Marshall Beats W. Michigan In MAC Finale, 31-21

A 17-point second quarter was all that was needed to pull Marshall away from Western Michigan on Saturday afternoon in Huntington. The Herd walked away with a 31-21 win over the Broncos that featured a 260-yard rushing performance in Marshall's MAC finale...

"These types of games are always tough," said MU coach Bob Pruett, "when you're playing for pride. We're glad to get away with the win."

The game began slowly for Marshall, with Western Michigan getting on the board first when Greg Jennings went 39 yards on a pass from Blayne Baggett with 10:25 left in the first quarter. Marshall responded appropriately just two plays later, via running back Ahmad Bradshaw. On second-and-ten, the freshman back broke around the left end and ran untouched 77 yards for the score to knot the game at 7-7.


Marshall back Ahmad Bradshaw dodged the tackle of WMU cornerback Scott Robinson during Bradshaw's 77-yard touchdown run in the first quarter.

Bradshaw would rack up 145 yards in the first half on 7 carries, setting the tone for The Herd's offense the rest of the game.

The Broncos weren't going to go down easy, however. An 8-play, 85-yard drive by WMU ended when Tyson Devree caught a 9-yard TD pass from Baggett with 6:13 left to shoot the Broncos back out to a 14-7 lead.

Then the second quarter arrived, bringing with it 17 unanswered points by Marshall.

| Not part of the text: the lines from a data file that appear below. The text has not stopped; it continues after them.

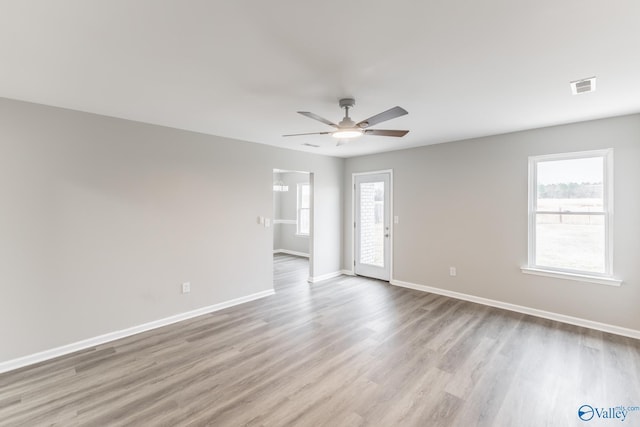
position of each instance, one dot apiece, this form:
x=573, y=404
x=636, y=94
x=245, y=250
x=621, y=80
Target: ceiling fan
x=348, y=129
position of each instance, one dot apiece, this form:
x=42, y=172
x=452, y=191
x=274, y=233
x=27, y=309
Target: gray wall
x=286, y=207
x=464, y=204
x=102, y=219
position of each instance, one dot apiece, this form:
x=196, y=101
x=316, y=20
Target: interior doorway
x=292, y=227
x=372, y=224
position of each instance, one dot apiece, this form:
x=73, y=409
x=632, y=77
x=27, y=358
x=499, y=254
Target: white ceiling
x=242, y=69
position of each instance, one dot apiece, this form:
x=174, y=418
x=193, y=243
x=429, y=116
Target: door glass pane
x=372, y=223
x=574, y=242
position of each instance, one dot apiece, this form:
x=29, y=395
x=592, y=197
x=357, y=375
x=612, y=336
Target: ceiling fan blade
x=311, y=133
x=382, y=132
x=392, y=113
x=318, y=118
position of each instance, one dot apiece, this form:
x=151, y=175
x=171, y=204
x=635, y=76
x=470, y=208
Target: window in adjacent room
x=304, y=194
x=570, y=213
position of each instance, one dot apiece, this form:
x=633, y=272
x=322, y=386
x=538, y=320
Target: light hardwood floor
x=344, y=352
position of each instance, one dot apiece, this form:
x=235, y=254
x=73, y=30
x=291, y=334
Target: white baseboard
x=112, y=336
x=604, y=327
x=327, y=276
x=288, y=252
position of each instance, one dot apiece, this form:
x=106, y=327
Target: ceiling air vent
x=583, y=85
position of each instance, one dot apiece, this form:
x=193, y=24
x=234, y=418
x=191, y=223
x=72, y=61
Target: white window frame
x=587, y=276
x=299, y=207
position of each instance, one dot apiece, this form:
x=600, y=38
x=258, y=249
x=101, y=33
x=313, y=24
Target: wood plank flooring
x=345, y=352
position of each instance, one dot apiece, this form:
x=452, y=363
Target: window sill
x=572, y=276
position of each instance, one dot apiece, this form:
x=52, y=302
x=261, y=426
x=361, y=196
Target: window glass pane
x=372, y=223
x=574, y=185
x=572, y=242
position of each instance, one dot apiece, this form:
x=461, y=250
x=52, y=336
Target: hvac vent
x=583, y=85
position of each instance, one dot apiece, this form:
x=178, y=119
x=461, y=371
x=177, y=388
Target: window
x=304, y=193
x=570, y=213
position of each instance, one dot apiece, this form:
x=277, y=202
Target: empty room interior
x=341, y=214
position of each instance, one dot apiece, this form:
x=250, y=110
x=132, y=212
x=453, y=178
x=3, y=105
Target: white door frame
x=353, y=217
x=311, y=217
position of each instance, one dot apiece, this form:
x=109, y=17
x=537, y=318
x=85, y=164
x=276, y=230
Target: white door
x=372, y=225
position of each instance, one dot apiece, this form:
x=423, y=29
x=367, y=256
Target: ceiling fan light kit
x=348, y=129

Kicker Ian O'Connor began the scoring binge via a 42-yard field goal with 14:07 left. Special teams got involved in the mix when Shawn Lauzon blocked a 43-yard field goal attempt by WMU's Nate Meyer on the Broncos' next possession.

Stan Hill found receiver Josh Davis in the back of the end zone just seven plays later on a 20-yard fly route. The catch was but one of Davis's six for 52 yards in the game.

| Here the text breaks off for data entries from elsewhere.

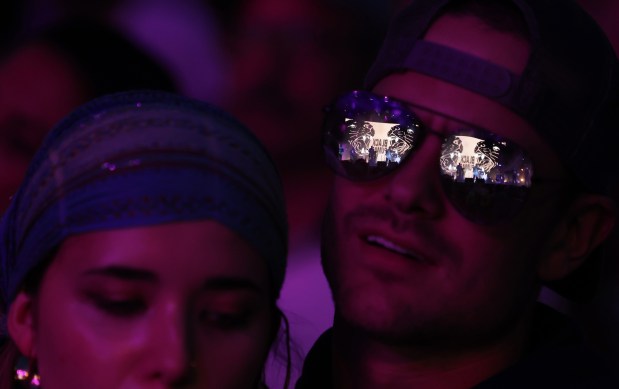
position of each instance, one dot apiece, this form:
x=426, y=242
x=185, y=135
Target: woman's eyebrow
x=231, y=283
x=123, y=273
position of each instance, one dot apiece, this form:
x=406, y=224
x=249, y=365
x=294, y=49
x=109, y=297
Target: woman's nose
x=170, y=351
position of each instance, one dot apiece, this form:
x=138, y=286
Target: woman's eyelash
x=224, y=321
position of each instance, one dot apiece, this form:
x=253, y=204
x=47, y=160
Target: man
x=435, y=280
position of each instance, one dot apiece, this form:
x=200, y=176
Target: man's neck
x=363, y=362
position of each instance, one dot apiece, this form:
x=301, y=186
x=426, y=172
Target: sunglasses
x=486, y=178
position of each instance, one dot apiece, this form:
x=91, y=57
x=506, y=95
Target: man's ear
x=20, y=322
x=586, y=224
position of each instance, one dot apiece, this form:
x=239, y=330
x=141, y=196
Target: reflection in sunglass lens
x=486, y=180
x=366, y=137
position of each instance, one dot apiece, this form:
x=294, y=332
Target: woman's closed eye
x=121, y=306
x=225, y=320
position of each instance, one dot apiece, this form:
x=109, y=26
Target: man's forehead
x=472, y=35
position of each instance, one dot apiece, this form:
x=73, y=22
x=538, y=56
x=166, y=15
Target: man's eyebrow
x=123, y=272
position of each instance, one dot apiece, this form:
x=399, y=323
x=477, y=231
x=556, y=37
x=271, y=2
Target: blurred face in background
x=39, y=87
x=183, y=305
x=290, y=58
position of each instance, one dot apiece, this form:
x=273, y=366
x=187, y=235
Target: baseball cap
x=568, y=91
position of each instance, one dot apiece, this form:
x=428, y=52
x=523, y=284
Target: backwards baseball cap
x=568, y=91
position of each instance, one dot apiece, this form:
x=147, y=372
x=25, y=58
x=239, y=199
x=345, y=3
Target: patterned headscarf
x=143, y=158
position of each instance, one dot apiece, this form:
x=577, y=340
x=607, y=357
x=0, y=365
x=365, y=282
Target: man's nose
x=415, y=186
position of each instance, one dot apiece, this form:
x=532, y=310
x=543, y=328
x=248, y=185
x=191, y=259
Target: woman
x=146, y=247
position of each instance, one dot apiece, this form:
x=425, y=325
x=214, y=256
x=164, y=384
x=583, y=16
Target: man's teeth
x=380, y=241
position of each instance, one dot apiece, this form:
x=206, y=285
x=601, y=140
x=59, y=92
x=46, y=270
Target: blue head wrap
x=137, y=159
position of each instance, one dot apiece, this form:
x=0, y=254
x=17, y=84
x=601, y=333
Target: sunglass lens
x=486, y=180
x=366, y=136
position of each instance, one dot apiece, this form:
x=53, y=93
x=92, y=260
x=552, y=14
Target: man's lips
x=382, y=242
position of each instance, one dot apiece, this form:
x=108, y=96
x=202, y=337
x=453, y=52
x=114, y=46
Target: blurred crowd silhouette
x=273, y=64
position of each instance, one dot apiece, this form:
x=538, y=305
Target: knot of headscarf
x=143, y=158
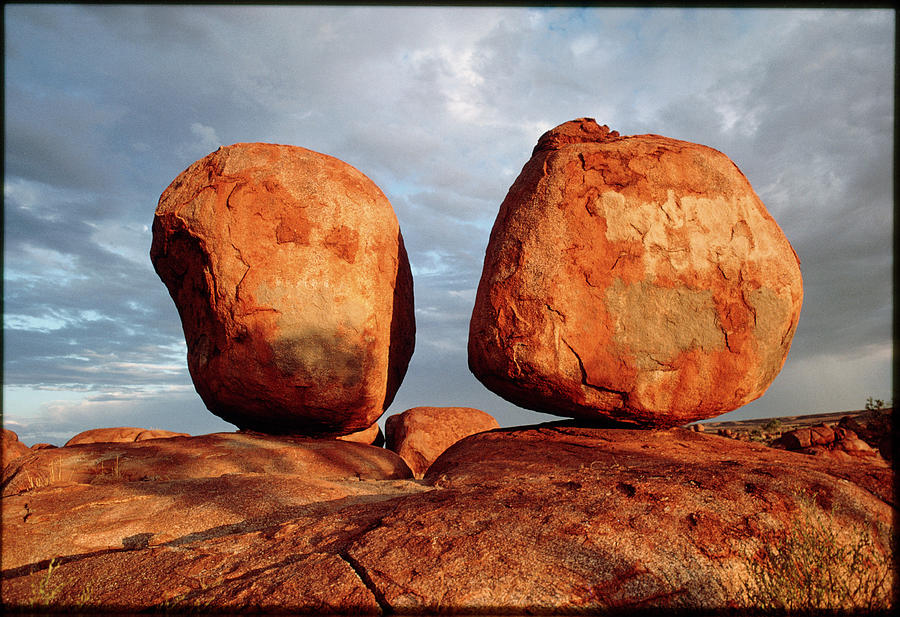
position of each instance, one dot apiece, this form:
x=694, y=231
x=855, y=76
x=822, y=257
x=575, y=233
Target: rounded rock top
x=634, y=279
x=292, y=282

WR Josh Davis hauled in this 20-yard touchdown catch from QB Stan Hill with 6:49 left in the second quarter.

Marshall defensive back Roberto Terrell picked off WMU QB Baggett just three plays later and criss-crossed the field on the 44-yard return for a touchdown, giving Marshall the halftime lead at 24-14.

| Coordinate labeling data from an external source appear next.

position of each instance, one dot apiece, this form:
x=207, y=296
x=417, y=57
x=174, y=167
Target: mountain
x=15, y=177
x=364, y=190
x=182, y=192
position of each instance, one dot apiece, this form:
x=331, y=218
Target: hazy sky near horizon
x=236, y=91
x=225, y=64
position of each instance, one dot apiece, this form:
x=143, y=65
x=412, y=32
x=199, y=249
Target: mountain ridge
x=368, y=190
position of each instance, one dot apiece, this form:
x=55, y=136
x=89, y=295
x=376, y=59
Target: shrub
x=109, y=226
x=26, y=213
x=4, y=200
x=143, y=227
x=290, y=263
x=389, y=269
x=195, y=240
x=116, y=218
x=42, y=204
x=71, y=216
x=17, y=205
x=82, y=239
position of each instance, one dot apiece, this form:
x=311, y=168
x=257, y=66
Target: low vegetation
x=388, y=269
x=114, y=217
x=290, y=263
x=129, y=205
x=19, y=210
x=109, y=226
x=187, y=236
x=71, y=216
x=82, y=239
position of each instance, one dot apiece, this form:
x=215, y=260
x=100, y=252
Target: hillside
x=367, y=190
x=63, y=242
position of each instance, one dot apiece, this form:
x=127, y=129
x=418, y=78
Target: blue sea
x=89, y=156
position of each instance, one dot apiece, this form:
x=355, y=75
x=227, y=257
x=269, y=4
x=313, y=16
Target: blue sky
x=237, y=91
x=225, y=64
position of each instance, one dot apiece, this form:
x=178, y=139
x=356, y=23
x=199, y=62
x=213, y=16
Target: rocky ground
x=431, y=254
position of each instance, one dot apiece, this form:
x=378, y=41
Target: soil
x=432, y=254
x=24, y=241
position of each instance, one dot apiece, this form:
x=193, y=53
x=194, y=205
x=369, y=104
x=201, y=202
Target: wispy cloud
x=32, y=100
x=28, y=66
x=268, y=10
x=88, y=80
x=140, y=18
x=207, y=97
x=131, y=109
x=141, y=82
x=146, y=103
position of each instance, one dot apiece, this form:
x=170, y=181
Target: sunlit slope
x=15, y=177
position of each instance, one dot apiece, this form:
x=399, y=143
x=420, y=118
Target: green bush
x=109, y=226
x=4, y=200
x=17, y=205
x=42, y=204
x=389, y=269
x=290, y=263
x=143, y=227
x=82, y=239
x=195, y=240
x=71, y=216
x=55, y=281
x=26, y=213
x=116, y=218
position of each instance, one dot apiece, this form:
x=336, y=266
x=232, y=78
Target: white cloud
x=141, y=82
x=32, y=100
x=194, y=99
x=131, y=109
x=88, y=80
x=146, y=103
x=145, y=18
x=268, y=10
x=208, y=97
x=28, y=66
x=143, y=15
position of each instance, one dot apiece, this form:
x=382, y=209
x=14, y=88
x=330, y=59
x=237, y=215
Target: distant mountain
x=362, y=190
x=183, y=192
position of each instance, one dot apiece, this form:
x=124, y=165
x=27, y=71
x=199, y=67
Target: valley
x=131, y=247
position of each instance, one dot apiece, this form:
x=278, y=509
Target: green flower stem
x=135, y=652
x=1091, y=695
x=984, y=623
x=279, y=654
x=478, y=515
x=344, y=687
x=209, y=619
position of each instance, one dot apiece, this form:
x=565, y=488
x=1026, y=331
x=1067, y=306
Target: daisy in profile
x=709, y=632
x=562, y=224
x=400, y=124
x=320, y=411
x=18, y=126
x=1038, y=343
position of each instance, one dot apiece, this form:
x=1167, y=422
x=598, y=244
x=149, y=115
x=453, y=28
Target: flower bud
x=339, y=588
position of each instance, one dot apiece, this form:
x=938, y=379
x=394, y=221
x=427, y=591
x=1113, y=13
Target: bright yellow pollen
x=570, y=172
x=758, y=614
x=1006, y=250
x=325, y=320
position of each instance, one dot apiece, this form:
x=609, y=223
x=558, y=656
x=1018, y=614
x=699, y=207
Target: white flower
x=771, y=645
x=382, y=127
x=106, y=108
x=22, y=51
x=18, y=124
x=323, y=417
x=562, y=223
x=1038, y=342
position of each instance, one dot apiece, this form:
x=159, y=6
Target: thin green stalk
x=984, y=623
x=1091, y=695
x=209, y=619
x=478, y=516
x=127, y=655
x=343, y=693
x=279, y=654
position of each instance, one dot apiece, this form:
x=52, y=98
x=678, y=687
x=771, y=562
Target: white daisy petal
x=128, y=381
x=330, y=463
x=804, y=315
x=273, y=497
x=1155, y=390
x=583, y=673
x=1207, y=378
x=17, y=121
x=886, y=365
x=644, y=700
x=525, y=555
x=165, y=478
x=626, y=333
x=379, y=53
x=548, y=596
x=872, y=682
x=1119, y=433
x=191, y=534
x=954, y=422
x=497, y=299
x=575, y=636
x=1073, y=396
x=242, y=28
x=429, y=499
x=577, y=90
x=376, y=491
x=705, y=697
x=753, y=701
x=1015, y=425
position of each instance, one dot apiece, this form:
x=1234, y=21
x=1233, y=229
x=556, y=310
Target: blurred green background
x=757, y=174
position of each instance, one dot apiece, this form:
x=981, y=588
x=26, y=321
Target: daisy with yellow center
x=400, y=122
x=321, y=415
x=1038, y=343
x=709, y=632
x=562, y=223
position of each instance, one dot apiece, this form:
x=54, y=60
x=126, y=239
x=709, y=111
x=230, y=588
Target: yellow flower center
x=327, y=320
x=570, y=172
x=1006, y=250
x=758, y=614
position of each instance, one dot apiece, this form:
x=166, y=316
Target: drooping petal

"I had to break out my running back skills," Terrell laughed.

Things tightened up for Marshall fans late in the fourth quarter. Broncos QB Baggett moved WMU to within three points at 24-21 after a 5-play, 52-yard march that ended with back Mark Bonds rushing up the middle for the one-yard score with just 3:55 left in the game.

Running back Earl Charles capped his senior season at MU in grand style, however, on The Herd's final possession. Charles handled the ball on five of the six plays in the drive, shutting the door on Western Michigan on third down and four at the 49 yard line. Charles broke free around the left end and ran untouched for the 49-yard game-sealing touchdown. It was learned after the game that Charles's run was done with a torn meniscus in the left knee.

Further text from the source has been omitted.